The decrease in colonic level of MPO, and more generally an antioxidant effects of EMPA and DAPA were shown in two rat studies in DSS and AA-induced colitis, respectively (El-Rous et al. 2021; Youssef et al. 2021). In mentioned studies, anti-inflammatory properties of gliflozins were manifested by the reduction of disease activity indexes (DAIs), colon weight/length ratios, as well as macro- and microscopic damage scores. The use of EMPA and DAPA decreased expression of inflammatory cytokines. Additionally, EMPA prevented from DSS-induced changes in the expression of TJPs. Both studies indicated a possible mechanism underlying anti-inflammatory properties of SGLT-2 inhibitors. It involves phosphorylation of adenosine monophosphate (AMP)-activated protein kinase (AMPK) and subsequent downregulation of mammalian target of rapamycin (mTOR) and NOD-like receptor family pyrin domain-containing 3 (NLRP3). The activity of mTOR/NLRP3 inflammasome axis aggravates inflammation, which is a result of numerous processes including the promotion of differentiation of Th1 and Th17 immune cells.
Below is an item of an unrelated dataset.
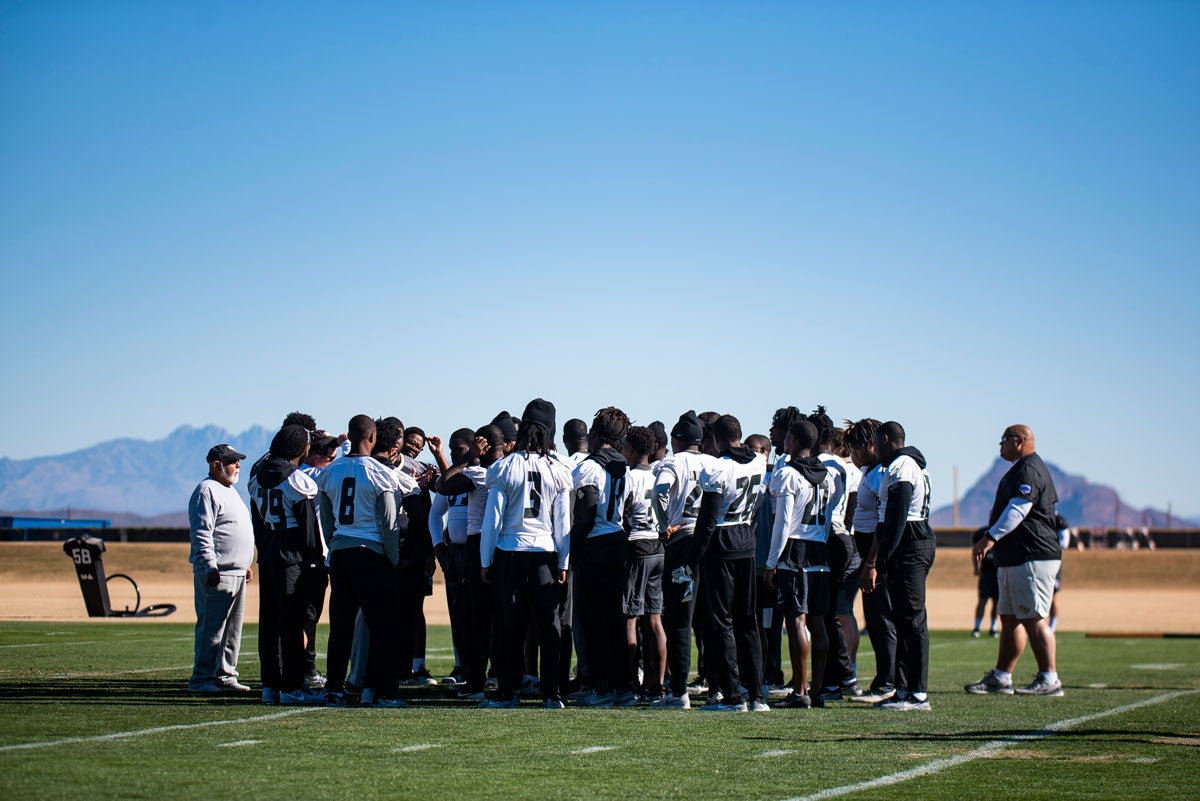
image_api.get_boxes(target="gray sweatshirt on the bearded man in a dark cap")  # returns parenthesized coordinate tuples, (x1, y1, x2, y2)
(187, 477, 254, 576)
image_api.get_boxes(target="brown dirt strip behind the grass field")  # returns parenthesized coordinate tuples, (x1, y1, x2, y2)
(0, 542, 1200, 633)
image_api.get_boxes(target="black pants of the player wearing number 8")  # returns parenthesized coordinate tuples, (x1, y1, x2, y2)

Another study demonstrating anti-inflammatory effect of EMPA in AA-induced colitis in rats was performed by Zaghloul et al. (2022). Therapy with EMPA resulted in significant decrease of DAI, colon weight, weight/length ratio, and microscopic damage score. Considering biochemical parameters, EMPA significantly decreased serum lactate dehydrogenase (LDH) activity and CRP level, and restored colon redox balance biomarkers. Moreover, EMPA decreased colonic levels of TNFα, IL-1β, and IL-6, as well as increased the levels of TJP maintaining intestinal integrity. The study suggests another mechanism responsible for anti-inflammatory effects of SGLT-2 inhibitors. EMPA prevented from downregulation of silent information regulator-1 (SIRT-1) and following overactivity of NF-κB caused by AA. SIRT-1 is a deacetylase taking part in many processes, including regulation of inflammatory responses. There is a large evidence that optimal activity of SIRT-1 suppresses the hyperacetylation of NF-κB, which is an beneficial effect alleviating inflammation in IBD (Devi et al. 2020).

Conclusions

Our study is another premise that SGLT-2 inhibitors act as anti-inflammatory agents independently from their hypoglycemic effects. Currently, the exact mechanisms explaining this beneficial property of SGLT-2 inhibitors are not fully understood. In the present study, we showed that such a mechanism may involve the influence of gliflozins on immune cells. We observed that EMPA and DAPA significantly attenuated inflammatory response in RAW264.7 macrophages in vitro. Moreover, we revealed anti-inflammatory activity of EMPA in in vivo model of acute colitis, in which the therapy resulted in the decrease of MPO activity. Our results suggest that the use of gliflozins may display some beneficial effects in the GI tract. Furthermore, SGLT-2 inhibitors may be considered in the development of new supplementary therapies for IBD patients. Future studies on this field are needed.